Thanks for your reply I have tried the same steps but getting below error, the issue may be because vault is running mode but not sure how can I stop in pod

Error migrating: error mounting ‘storage_destination’: failed to create fsm: failed to open bolt file: timeout

What is your mount setup? Permissions, mount type, etc. And what kind of cluster setup do you have? How are they connected?
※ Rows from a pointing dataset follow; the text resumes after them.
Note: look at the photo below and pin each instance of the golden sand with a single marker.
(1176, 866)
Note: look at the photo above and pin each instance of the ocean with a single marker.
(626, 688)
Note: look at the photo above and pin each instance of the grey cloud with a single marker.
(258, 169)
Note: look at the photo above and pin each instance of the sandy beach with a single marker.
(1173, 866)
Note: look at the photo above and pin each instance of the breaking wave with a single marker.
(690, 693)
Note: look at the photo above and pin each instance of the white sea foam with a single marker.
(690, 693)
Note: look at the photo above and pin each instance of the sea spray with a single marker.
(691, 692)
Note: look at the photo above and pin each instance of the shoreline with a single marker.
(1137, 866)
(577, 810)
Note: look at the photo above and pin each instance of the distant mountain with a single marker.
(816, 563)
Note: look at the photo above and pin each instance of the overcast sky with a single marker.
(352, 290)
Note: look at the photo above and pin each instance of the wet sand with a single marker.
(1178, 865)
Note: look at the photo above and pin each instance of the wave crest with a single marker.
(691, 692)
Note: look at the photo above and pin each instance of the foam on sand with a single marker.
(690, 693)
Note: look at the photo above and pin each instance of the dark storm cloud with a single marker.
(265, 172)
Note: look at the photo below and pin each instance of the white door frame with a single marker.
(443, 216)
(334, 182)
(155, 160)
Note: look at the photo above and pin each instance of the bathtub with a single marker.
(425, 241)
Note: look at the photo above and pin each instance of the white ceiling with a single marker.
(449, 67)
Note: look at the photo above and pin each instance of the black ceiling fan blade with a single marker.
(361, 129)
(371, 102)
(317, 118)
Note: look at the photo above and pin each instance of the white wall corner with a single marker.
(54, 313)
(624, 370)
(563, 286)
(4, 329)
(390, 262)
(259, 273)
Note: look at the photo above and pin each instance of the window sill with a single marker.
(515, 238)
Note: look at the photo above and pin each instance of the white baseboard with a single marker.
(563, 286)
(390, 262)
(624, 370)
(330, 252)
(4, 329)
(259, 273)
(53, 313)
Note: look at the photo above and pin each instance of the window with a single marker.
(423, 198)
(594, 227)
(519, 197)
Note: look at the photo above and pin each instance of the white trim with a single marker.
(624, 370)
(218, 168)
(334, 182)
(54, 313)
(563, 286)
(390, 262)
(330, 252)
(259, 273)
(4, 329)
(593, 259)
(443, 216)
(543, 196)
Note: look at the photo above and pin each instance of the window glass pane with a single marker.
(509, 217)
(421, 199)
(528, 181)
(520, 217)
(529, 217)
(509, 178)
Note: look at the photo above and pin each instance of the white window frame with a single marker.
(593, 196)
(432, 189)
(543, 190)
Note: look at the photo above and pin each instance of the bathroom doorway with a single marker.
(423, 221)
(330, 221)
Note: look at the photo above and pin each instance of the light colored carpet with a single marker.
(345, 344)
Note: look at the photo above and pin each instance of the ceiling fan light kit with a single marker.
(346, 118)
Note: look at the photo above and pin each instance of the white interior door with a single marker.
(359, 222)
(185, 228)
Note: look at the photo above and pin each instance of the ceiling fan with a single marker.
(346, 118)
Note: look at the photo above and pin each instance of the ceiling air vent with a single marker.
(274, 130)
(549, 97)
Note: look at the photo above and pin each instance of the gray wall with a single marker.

here is my values.yaml file

global:
enabled: true
tlsDisable: false
injector:
enabled: true
replicas: 1
port: 8080
leaderElector:
enabled: true
metrics:
enabled: false
injector.
image:
repository: “hashicorp/vault-k8s”
tag: “0.14.2”
pullPolicy: IfNotPresent
agentImage:
repository: “hashicorp/vault”
tag: “1.9.3”
cpuLimit: “500m”
cpuRequest: “250m”
memLimit: “128Mi”
memRequest: “64Mi”
exitOnRetryFailure: true
staticSecretRenderInterval: “”
logLevel: “info”
logFormat: “standard”
revokeOnShutdown: false
affinity: |
podAntiAffinity:
requiredDuringSchedulingIgnoredDuringExecution:
- labelSelector:
matchLabels:
app.kubernetes.io/name: {{ template “vault.name” . }}-agent-injector
app.kubernetes.io/instance: “{{ .Release.Name }}”
component: webhook
topologyKey: kubernetes.io/hostname

server:
enabled: true.
secretKey: “license”
image:
repository: “hashicorp/vault”
tag: “1.9.3”
failureThreshold: 2
initialDelaySeconds: 5
successThreshold: 1
timeoutSeconds: 3
livenessProbe:
enabled: false
path: “/v1/sys/health?standbyok=true”
failureThreshold: 2
initialDelaySeconds: 60
periodSeconds: 5
successThreshold: 1
timeoutSeconds: 3
terminationGracePeriodSeconds: 10
extraVolumes:
- type: secret
name: vault-tls
affinity: |
podAntiAffinity:
requiredDuringSchedulingIgnoredDuringExecution:
- labelSelector:
matchLabels:
app.kubernetes.io/name: {{ template “vault.name” . }}
app.kubernetes.io/instance: “{{ .Release.Name }}”
component: server
topologyKey: kubernetes.io/hostname

service:
enabled: true
dataStorage:
enabled: true
size: 50Gi
mountPath: “/vault/data”
storageClass: null
enabled: false
size: 50Gi
mountPath: “/vault/audit”
ha:
enabled: true
replicas: 3
apiAddr: null
raft:
enabled: true
setNodeId: true
config: |
ui = true

    listener "tcp" {

    address = "[::]:8200"
    cluster_address = "[::]:8201"
    tls_cert_file = "/vault/userconfig/vault-tls/vault.crt"
    tls_key_file = "/vault/userconfig/vault-tls/vault.key"
    }
    storage "raft" {
      path = "/vault/data"
    }

    service_registration "kubernetes" {}
    
    seal "awskms" {
      kms_key_id = “xxxxxx”
    disruptionBudget:
  enabled: true
  maxUnavailable: null

serviceAccount:
create: true
name: “vault-sa”
annotations:
eks.amazonaws.com/role-arn: arn:aws:iam::xxxxxxx:role/vault

it is mentioned in the documentation that vault should be offline during migration but I am running in pod so not sure how can I shutdown in pod

I am missing the entry for GCP storage. For Vault to be able to read out the GCP storage it first needs to read it out. Let’s start with that! :slightly_smiling_face:

I have migrated all the data to s3 bucket then then I logged in to my pod and created migrate.hcl file with below content
storage_source “s3” {
bucket = “xxxxx”
region = “xxxxx”
access_key = “xxxxx”
secret_key = “xxxxx”
session_token = “”

}

storage_destination “raft” {
path = “/vault/data”
node_id = “vault-0”
}
cluster_addr = “http://vault-0.vault-internal:8201

but when I am running the migrator operator getting the below error

Error migrating: error mounting ‘storage_destination’: failed to create fsm: failed to open bolt file: timeout

If possible can you look into this Using Letsencrypt certificates for Vault setup on kubernetes query

I have migrated the data from gcp bucket to s3 bucket that’s why my source is s3 also if you can see the issue is with destination not the source, I have gone through it’s document operator migrate - Command | Vault by HashiCorp they mentioned that it’s an offline but I am doing it in k8 cluster so how can I stop vault

@purushothamkdr143 have you managed to migrate your data?